Road Travel Tips
If I am wanting to hire a car, rather than check through lots of different car hire sites, I go to Auto Europe to research the deals on offer. I have used Auto Europe in several countries in Europe, and also in the USA and South Africa, and have been pleased with the service they provide.
Car Hire Excess Insurance – I used to pay a little more for a ‘fully refundable excess’ when hiring a car. However in many countries including Spain and Italy, this will not cover for tyres, windows, under-car damage, etc.
In order to have a true fully refundable excess including all these aspects, I now take out insurance with carhireexcess.com. This costs about £2.50 a day in Europe or about £40 for a year, but can give peace of mind when driving in an unfamiliar country. World cover costs about £4 a day or about £50 for a year.
Beware hiring a car from Goldcar in Spain! They attempted to rip me off with a false claim of damage to a car I hired from Alicante airport and I have heard of several attempts by that company to cheat people.
Driving in Europe
Fuel Prices – If visiting more than one country, it is well worth checking beforehand on fuel prices in countries you will be driving through. According to Fuel prices Europe you would currently pay about 20% less for unleaded petrol in Austria or Luxembourg compared with Belgium or Germany. And prices are often much less away from the main motorways.
Busy Roads – If you want to avoid the busiest traffic when travelling in Europe by car, then avoid the July-August school holiday period (something you can as a Senior!) and also try to travel at weekends as many countries have lorry bans in force, particularly on Sundays.
Motorway Tolls – Driving on toll roads can be expensive, particularly in France where you will pay about £10 for a 100 miles, so if possible plan your route through toll-free countries like Belgium and Germany, or one’s with relatively small fixed charges like Austria. The AA European Tolls site gives toll charges throughout Europe and Mappy allows you to cost your itinerary for both tolls and fuel. Of course as a Senior you may well have time enough to take more relaxed rural routes avoiding the toll roads.
Keep Right! – If you are not used to driving on the right (or the left), then tie a piece of ribbon on your steering wheel to remind you! (That tip is from William Croft, the author of Old Trails and Frontiers – Driving the American Southwest.)
Sat Navs – Whether you are driving your own or a hire car, a sat nav is really a necessity, but see Let the Sat Nav take the Strain for advice on sat navs and keeping them updated. Take your own if hiring rather than pay several pounds a day. Don’t forget to switch off your speed camera indication when in France, or face a heavy fine (see European Driving Rules).
Driving Elsewhere in the World
I’ve driven widely in the USA without any major problems. Many of the tips above apply including checking fuel prices, which can differ a lot from state to state.
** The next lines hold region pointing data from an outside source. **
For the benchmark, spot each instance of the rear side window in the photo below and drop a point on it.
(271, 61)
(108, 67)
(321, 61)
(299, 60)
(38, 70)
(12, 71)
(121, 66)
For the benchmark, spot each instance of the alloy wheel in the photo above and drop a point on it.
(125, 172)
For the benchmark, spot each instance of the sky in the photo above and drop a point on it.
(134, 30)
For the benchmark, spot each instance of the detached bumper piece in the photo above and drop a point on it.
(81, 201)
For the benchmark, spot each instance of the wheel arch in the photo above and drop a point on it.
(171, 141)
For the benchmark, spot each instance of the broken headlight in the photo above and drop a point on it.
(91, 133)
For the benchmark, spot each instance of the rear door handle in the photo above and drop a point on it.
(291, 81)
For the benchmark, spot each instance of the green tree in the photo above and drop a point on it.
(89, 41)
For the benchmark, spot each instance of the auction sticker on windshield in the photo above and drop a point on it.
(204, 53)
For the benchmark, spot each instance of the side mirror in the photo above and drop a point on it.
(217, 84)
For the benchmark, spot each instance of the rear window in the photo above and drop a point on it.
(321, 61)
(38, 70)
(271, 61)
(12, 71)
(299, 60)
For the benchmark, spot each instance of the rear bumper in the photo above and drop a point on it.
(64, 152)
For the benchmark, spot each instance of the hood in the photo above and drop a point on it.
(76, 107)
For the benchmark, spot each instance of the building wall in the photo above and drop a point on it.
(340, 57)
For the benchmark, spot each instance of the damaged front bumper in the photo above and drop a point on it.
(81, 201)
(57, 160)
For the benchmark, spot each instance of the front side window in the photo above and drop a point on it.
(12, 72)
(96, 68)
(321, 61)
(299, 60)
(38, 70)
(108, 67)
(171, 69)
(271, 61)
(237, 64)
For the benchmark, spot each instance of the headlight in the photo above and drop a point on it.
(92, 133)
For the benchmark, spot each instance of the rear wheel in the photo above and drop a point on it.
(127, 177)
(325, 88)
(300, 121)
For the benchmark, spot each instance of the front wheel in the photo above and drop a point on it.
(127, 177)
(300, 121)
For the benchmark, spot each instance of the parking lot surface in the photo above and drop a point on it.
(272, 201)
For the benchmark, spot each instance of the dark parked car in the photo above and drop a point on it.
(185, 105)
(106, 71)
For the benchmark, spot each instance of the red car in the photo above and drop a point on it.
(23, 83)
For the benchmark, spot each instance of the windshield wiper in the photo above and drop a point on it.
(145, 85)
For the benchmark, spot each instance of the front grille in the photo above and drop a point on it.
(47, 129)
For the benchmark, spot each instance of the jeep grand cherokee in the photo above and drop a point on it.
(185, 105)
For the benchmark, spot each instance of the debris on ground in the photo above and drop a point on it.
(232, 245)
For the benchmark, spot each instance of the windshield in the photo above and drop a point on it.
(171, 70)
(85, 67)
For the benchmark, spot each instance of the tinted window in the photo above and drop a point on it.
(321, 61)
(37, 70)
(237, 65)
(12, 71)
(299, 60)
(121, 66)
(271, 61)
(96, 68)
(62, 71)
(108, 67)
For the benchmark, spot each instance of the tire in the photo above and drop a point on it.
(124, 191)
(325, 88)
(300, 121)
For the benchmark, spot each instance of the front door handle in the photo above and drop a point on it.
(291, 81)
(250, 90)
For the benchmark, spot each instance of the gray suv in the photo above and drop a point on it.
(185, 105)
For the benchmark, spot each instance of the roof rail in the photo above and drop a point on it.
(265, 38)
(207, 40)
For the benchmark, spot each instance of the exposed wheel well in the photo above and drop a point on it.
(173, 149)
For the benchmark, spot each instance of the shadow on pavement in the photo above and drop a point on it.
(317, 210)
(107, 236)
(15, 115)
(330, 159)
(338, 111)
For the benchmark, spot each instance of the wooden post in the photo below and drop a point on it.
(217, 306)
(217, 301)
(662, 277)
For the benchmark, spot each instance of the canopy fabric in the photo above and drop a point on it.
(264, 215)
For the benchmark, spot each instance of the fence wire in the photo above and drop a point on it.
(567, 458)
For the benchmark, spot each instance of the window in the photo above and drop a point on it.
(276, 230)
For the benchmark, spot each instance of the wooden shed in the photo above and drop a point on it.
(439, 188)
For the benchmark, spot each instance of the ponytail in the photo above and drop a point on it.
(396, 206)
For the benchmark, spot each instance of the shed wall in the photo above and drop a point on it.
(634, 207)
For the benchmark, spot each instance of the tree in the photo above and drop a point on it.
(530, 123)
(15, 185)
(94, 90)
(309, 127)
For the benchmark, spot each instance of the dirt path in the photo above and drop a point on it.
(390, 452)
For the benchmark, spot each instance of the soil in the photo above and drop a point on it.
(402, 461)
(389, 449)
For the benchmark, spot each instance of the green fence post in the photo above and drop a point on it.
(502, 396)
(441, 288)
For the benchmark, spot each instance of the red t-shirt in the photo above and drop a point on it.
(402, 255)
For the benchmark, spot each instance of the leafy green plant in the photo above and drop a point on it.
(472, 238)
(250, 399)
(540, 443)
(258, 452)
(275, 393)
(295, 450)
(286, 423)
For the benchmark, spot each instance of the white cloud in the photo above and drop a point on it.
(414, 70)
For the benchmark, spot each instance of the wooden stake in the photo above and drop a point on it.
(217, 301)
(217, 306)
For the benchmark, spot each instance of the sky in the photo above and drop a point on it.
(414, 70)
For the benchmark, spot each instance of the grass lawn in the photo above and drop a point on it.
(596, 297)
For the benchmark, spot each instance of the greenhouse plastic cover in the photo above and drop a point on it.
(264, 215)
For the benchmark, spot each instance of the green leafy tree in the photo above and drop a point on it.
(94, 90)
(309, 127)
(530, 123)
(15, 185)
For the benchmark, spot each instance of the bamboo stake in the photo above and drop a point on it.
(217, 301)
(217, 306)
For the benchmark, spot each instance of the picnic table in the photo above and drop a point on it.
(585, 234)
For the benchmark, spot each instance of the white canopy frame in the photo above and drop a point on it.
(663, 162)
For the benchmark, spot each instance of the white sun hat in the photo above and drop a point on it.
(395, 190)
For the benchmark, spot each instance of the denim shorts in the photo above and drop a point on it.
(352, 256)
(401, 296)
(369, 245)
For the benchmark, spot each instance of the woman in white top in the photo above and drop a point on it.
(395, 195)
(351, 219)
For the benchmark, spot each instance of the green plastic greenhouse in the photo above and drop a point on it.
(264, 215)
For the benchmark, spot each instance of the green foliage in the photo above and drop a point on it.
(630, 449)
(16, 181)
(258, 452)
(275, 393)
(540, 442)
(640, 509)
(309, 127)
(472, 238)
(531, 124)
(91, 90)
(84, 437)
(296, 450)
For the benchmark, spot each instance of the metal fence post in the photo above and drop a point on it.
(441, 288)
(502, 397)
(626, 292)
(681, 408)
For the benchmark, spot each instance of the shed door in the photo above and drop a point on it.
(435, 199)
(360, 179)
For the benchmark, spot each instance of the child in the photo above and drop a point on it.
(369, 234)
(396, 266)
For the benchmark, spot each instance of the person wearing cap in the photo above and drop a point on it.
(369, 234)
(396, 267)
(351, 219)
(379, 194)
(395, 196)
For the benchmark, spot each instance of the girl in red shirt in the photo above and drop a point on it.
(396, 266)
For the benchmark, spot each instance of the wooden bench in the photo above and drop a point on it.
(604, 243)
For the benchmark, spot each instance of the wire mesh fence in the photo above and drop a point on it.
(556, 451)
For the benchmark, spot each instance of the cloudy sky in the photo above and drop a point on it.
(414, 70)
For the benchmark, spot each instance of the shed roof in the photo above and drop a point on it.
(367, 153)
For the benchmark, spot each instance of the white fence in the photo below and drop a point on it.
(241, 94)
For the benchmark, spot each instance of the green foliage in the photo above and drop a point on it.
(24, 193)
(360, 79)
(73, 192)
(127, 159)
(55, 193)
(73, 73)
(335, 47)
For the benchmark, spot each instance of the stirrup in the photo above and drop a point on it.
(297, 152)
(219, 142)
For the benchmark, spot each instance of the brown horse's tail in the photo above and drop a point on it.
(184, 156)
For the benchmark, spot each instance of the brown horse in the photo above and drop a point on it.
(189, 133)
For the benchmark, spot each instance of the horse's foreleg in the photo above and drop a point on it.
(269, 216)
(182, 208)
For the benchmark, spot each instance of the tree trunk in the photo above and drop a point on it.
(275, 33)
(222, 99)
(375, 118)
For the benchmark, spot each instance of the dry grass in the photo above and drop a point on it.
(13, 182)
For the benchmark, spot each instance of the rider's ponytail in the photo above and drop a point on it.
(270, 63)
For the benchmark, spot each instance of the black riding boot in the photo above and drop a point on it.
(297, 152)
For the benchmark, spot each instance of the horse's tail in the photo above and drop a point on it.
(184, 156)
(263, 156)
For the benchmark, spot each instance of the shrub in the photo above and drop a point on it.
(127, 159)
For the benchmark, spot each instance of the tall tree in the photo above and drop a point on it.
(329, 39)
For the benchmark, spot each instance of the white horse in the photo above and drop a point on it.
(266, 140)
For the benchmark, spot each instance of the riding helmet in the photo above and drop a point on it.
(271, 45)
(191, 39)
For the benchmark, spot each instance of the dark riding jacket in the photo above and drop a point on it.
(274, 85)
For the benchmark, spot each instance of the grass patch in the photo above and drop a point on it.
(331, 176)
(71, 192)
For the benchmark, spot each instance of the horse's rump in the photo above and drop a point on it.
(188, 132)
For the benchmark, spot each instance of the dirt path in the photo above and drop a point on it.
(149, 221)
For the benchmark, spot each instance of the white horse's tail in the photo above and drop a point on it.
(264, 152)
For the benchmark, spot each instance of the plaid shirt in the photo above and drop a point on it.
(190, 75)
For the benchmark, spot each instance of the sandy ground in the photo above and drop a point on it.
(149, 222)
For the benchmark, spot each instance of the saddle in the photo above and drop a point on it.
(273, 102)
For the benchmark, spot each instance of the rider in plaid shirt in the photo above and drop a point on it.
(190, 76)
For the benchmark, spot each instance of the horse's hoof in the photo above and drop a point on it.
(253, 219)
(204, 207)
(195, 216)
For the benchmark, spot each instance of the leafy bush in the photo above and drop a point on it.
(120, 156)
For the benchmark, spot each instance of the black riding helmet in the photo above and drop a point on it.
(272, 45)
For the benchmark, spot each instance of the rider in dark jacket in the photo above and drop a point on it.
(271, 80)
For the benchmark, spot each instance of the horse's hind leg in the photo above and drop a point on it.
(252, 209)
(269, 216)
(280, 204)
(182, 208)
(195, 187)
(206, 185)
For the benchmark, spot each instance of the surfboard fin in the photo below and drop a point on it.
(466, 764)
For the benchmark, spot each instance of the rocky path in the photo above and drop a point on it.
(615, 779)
Also be careful about driving on toll roads. Even when I’ve paid extra to a car hire company to cover for tolls, I’ve received charges afterwards as the extra charge did not cover all toll roads. This proved a particular problem in Miami area where there are several different toll operators.
I found driving in Australia and New Zealand again to be straightforward, although take care with speed limits which tend to be lower than in the UK and are well policed. I was caught once when just above the speed limit in New Zealand by a police car that was approaching me.
Bear in mind as well that fuel stations are often spaced far apart – don’t drop below half full.
If you are hiring a car to drive around New Zealand, it is often a lot cheaper to hire in the South Island and drop off to Auckland in the North Island. That’s because most people do it the other way round!